ETEC enterotoxins belong to one of two groups: the heat-labile enterotoxins (LTs) and the heat-stable enterotoxins (STs). ETEC strains might express only an LT, only an ST, or both LTs and STs. LTs are a class of enterotoxins that are closely related in structure and function to cholera enterotoxin (CT), which is expressed by Vibrio cholerae52. The LT that is found predominantly in human isolates (LT-I; a related protein called LT-II is found in some animal ETEC isolates) has 80% amino acid identity with CT and, like CT, consists of a single A subunit and five identical B subunits. The B subunits mediate binding of the holotoxin to the cell surface gangliosides GM1 and GD1b, and the A subunit is responsible for the enzymatic activity of the toxin. LT has ADP-ribosyl transferase activity and transfers an ADP-ribosyl moiety from NAD to the α-subunit of the stimulatory G protein — a regulatory protein of the basolateral membrane that regulates adenylate cyclase. The resulting permanent activation of adenylate cyclase leads to increased levels of intracellular cAMP, activation of cAMP-dependent kinases and the eventual activation of the main chloride channel of epithelial cells — the cystic fibrosis transmembrane conductance regulator (CTFR). The net result of CFTR phosphorylation is increased Cl secretion from secretory crypt cells, which leads to diarrhoea (reviewed in Ref. 11). LT can also stimulate prostaglandin synthesis and stimulate the enteric nervous system; both of these activities can also lead to stimulation of secretion and inhibition of absorption11. LT is also a potent mucosal adjuvant independent of its toxic activity53 and has been incorporated into numerous vaccine candidates containing a variety of antigens, resulting in increased antibody responses to these antigens when they are delivered orally, nasally or even transdermally.

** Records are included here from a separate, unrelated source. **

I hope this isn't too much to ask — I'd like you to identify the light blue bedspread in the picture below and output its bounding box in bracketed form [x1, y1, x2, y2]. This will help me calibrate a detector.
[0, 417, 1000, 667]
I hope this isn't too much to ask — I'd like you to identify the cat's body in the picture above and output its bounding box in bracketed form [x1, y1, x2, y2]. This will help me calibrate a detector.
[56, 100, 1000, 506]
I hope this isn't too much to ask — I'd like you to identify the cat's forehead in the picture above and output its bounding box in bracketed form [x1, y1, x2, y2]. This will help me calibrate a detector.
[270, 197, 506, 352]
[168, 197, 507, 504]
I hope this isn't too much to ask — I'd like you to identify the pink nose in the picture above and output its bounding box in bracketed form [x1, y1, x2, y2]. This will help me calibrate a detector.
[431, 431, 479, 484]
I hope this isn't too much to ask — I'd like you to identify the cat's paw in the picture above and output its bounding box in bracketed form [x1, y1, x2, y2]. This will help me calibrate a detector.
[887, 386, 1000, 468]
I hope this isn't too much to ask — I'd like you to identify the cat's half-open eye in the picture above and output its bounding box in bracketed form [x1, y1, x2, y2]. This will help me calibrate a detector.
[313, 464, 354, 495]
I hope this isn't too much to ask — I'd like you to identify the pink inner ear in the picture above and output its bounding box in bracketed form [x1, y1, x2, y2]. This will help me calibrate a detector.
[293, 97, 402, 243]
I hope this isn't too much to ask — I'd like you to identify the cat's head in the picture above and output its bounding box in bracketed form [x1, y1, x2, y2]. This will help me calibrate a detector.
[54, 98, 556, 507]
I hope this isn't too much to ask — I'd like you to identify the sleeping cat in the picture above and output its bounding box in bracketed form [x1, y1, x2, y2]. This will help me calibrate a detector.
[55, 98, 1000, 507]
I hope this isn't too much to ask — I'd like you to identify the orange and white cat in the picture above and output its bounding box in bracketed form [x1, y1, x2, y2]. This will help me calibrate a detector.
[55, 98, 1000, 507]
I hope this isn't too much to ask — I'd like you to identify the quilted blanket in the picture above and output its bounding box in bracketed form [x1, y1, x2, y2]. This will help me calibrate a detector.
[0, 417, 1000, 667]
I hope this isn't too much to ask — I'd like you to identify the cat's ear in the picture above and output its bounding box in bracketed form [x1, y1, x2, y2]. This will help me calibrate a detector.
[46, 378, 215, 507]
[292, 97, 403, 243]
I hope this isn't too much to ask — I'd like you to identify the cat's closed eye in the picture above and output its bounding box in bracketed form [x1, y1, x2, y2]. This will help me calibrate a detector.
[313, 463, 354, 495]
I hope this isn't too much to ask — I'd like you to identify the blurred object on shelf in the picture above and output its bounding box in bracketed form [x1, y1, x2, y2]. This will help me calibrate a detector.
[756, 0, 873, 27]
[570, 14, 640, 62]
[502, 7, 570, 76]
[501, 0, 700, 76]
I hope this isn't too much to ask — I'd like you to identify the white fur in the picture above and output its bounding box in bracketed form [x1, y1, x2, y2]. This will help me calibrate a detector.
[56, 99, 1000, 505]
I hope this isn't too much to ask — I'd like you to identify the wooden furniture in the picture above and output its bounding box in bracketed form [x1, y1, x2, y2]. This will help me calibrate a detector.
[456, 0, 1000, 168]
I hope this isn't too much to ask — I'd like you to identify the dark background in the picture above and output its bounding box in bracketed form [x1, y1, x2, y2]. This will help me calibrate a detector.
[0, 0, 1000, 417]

STs are small, single-peptide toxins that include two unrelated classes — STa and STb — which differ in both structure and mechanism of action. Only toxins of the STa class have been associated with human disease2. The mature STa toxin is a 2-kDa peptide, which contains 18 or 19 amino acid residues, six of which are cysteines that form three intramolecular disulphide bridges (reviewed in Ref. 11). The main receptor for STa is a membrane-spanning guanylate cyclase; binding of STa to guanylate cyclase stimulates guanylate cyclase activity, leading to increased intracellular cGMP, which, in turn, activates cGMP-dependent and/or cAMP-dependent kinases and, ultimately, increases secretion. Interestingly, intestinal guanylate cyclase is the receptor for an endogenous ligand called guanylin54, which has a similar structure to that of STa. So the ST family seems to represent a case of molecular mimicry. The STb toxin is associated with animal disease and is a 48-amino-acid peptide containing two disulphide bonds (reviewed in Ref. 55). STb can elevate cytosolic Ca2+ concentrations, stimulate the release of prostaglandin E2 and stimulate the release of serotonin, all of which are mechanisms that could lead to increased ion secretion.

ETEC is largely a pathogen of developing countries, and it is well known that these countries typically have a low rate of colon cancer. Pitari et al.56 have reported that STa suppresses colon cancer cell proliferation through a guanylyl cyclase C-mediated signalling cascade. So the high prevalence of ETEC in developing countries might have a protective effect against this important disease, and indicates that infectious diseases might exist in a complex evolutionary balance with their human populations.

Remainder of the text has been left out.